Posted by Digital Editor on May 21, 2008 10:52 AM | 

Tradition tells us that the dramatic events of the evacuation of Dunkirk, in which 300,000 British servicemen escaped the Nazis, was a victory snatched from the jaws of defeat.
As the propaganda wheels turned, there was no room for tales of a poorly trained army, for stories of the drunken soldiers who refused calls to leave the cellars, or for details of the 2,472 guns, 75,000 tons of ammunition and 162,000 tons of petrol that were abandoned on the shores.

While the people of Britain celebrated, 68,111 men would not make the return journey across the channel. Thousands were dead, wounded or missing, but a staggering 40,000 British soldiers were alive and being marched off into a captivity that would last for five long years.
Sean Longden uses extensive new material from interviews he has conducted with veterans to finally tell the story of these forgotten soldiers; the true heroes of Dunkirk. Chapters cover the 51st Highland Division who fought on bravely after the boats had sailed; those who managed to evade capture and were faced with trying to make their way home; the round-up of troops, their mistreatment and humiliation, the murders and massacres carried out by their German captors; and the long and brutal march hundreds of miles East into captivity, surviving on little food and subjected to casual violence from their guards. Herded into Prisoner of War camps, the PoWs worked twelve-hour shifts, seven days a week, on a diet of watery soups and hard, dry bread for the next five years.

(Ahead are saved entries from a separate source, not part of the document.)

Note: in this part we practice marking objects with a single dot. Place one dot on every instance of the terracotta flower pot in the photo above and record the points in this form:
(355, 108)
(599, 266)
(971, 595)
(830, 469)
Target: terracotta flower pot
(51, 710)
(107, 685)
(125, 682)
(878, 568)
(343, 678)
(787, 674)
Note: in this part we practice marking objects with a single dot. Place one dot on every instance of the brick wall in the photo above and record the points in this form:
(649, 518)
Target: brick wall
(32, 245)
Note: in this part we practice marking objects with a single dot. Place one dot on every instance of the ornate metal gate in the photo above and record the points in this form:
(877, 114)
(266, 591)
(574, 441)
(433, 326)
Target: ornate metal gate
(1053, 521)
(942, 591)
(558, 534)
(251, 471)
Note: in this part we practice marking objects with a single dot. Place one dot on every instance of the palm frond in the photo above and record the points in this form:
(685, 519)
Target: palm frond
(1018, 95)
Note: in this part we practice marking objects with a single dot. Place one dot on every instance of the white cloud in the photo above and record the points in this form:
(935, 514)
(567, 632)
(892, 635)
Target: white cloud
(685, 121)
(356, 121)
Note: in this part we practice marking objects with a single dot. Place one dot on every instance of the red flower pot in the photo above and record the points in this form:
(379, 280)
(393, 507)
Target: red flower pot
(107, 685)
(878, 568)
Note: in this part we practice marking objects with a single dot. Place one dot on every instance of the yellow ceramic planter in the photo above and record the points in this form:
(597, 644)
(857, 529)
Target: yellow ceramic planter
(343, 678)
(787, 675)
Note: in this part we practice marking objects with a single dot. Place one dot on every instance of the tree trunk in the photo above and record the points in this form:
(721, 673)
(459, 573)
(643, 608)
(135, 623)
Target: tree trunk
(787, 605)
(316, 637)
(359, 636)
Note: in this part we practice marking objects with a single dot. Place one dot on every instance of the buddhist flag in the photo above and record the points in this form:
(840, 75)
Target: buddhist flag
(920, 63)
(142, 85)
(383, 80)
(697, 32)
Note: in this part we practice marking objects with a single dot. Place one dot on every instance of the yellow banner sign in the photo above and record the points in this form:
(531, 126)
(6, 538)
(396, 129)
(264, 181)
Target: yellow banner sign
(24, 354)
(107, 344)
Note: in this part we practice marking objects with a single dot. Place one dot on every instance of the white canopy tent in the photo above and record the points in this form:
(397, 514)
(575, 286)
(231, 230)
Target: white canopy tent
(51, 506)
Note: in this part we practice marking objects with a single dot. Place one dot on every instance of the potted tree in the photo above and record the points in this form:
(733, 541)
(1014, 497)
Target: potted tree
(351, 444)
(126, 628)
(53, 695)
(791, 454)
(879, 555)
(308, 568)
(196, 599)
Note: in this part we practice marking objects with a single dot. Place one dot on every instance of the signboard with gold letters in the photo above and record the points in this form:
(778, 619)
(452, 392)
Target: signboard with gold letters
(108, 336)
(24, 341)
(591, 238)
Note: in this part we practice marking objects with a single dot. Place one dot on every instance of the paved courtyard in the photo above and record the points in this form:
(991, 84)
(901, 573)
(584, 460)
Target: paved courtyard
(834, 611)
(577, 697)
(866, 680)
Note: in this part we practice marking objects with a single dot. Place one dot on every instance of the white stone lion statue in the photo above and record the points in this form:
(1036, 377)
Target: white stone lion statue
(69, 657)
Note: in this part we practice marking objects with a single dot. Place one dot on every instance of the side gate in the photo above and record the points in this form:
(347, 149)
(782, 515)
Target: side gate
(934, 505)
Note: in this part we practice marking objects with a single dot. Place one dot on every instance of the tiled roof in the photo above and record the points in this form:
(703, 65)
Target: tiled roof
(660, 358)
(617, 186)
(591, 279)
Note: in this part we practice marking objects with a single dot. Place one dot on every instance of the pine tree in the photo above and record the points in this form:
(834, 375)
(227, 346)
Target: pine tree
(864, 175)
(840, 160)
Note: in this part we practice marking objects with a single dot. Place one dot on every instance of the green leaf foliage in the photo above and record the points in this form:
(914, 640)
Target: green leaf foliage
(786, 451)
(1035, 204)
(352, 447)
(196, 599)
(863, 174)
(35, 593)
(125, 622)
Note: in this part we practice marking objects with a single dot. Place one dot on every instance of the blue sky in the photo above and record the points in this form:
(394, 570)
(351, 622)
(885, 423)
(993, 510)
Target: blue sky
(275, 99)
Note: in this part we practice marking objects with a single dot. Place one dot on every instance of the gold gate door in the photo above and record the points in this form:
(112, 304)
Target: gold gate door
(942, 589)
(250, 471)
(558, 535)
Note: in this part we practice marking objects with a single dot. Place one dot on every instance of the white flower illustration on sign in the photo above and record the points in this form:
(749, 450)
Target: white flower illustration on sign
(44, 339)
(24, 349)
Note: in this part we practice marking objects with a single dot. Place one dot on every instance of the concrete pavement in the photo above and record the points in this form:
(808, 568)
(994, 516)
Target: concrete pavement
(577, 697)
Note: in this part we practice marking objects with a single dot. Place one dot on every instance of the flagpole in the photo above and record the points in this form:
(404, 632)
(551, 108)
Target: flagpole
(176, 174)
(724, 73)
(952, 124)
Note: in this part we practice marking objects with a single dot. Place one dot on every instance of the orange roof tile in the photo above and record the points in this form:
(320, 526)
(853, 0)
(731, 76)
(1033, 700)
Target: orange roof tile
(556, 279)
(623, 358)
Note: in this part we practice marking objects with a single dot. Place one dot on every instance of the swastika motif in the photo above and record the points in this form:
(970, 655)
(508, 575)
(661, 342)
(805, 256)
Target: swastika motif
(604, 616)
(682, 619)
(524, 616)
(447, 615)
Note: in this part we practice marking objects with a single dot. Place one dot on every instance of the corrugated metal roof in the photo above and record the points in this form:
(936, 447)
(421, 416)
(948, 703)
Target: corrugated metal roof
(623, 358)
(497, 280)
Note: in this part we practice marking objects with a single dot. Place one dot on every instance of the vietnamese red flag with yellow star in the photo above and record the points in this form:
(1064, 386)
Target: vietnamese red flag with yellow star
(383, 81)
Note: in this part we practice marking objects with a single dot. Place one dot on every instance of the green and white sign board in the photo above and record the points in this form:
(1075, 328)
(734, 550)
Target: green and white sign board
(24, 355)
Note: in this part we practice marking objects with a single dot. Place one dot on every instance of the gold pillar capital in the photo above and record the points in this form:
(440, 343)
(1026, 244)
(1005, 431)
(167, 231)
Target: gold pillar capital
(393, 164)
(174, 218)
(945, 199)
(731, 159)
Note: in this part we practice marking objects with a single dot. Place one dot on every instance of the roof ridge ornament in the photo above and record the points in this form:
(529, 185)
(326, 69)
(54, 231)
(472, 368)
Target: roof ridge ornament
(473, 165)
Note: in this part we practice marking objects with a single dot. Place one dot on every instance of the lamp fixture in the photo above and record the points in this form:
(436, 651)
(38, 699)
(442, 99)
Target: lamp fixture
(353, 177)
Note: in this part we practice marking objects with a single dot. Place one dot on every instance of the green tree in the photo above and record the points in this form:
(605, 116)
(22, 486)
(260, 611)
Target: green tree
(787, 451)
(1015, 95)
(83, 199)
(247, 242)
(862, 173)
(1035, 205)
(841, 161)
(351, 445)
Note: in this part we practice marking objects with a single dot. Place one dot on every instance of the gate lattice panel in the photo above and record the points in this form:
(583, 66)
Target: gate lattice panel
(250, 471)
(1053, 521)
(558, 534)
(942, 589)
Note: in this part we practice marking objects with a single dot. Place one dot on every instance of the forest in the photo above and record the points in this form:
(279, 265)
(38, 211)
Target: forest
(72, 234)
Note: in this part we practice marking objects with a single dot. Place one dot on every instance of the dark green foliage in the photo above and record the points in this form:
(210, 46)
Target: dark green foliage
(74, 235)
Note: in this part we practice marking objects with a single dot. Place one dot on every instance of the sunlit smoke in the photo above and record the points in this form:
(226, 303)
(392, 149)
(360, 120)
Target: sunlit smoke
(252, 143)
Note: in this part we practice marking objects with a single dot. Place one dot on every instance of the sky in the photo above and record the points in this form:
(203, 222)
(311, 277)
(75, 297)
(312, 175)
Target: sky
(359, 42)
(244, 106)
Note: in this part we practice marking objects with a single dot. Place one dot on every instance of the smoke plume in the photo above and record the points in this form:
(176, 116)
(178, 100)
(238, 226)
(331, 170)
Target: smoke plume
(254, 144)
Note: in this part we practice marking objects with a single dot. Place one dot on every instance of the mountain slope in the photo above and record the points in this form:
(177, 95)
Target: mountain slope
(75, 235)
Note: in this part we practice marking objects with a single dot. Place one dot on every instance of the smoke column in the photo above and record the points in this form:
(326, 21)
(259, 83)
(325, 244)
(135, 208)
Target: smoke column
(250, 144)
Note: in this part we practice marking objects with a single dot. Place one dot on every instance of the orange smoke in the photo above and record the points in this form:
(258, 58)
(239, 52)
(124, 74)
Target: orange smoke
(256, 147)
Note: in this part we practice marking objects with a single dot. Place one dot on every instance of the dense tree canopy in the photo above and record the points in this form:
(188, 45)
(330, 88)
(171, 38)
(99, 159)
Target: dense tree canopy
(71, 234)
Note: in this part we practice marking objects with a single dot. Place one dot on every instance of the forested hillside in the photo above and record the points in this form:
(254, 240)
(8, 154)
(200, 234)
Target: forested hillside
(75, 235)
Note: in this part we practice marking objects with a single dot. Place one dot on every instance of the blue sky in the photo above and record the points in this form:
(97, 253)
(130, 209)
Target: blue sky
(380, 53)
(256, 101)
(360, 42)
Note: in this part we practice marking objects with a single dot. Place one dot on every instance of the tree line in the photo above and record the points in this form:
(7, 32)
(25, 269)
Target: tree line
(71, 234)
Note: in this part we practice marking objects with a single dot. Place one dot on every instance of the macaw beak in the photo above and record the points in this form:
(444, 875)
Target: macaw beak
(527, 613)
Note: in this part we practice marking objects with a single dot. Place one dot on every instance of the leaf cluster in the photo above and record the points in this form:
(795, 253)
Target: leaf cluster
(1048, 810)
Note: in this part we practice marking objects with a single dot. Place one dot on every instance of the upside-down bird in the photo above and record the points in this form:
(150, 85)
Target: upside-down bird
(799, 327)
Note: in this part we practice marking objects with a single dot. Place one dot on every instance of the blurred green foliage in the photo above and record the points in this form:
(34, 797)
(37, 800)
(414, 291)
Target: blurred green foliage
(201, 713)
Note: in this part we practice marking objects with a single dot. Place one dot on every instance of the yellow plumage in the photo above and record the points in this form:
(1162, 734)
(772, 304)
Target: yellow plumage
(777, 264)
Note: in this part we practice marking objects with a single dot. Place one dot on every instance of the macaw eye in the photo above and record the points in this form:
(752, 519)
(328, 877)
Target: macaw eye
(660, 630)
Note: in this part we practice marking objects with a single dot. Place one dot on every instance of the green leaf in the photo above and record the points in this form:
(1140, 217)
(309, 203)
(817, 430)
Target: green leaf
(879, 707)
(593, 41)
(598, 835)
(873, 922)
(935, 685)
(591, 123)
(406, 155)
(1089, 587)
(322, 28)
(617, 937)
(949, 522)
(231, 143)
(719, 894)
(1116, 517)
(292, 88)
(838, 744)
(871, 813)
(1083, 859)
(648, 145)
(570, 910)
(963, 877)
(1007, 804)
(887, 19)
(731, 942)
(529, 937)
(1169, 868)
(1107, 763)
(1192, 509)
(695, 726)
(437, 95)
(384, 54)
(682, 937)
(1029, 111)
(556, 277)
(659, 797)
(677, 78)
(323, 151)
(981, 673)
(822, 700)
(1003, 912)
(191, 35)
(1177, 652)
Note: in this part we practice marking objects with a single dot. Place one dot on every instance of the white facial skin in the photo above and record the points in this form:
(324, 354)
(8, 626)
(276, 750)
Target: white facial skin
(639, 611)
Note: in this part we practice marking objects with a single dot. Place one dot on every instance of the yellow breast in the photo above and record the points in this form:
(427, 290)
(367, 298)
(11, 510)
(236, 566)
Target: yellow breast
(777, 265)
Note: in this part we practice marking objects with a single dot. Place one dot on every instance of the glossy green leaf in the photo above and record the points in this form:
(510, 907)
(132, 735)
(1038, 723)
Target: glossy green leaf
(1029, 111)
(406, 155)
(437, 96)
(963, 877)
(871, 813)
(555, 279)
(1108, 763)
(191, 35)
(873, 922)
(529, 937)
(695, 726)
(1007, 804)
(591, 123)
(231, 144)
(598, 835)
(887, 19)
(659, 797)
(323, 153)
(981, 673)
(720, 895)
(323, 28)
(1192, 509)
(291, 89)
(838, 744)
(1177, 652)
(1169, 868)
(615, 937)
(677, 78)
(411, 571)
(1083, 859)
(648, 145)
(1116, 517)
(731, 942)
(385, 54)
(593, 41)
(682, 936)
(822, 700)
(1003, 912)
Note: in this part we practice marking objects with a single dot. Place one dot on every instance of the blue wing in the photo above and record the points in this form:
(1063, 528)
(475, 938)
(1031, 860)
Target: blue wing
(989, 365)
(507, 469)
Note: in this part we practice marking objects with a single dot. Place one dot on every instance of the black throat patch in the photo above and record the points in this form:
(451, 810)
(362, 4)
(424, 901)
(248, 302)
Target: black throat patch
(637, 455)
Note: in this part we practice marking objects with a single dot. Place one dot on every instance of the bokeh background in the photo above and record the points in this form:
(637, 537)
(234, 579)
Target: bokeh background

The book follows their ordeal through to the end of their captivity in 1945 and looks at how the men adapted to freedom and life back at home in a Britain celebrating victory; a Britain that had forgotten the sacrifices these soldiers had made to make the monumental escape at Dunkirk in June 1940 possible.
Sean Longden studied history at the School of Slavonic and East European Studies, University of London. After graduating, he worked in a number of photographic archives. Working with Second World War photographs sparked his interest in this period and inspired him to look beyond standard military history and into the untold stories of the soldiers themselves. Over a series of books, including the acclaimed To the Victor the Spoils and Hitler’s British Slaves,
Longden has challenged the established mythology of WW2. He lives in Surrey with his wife and two children.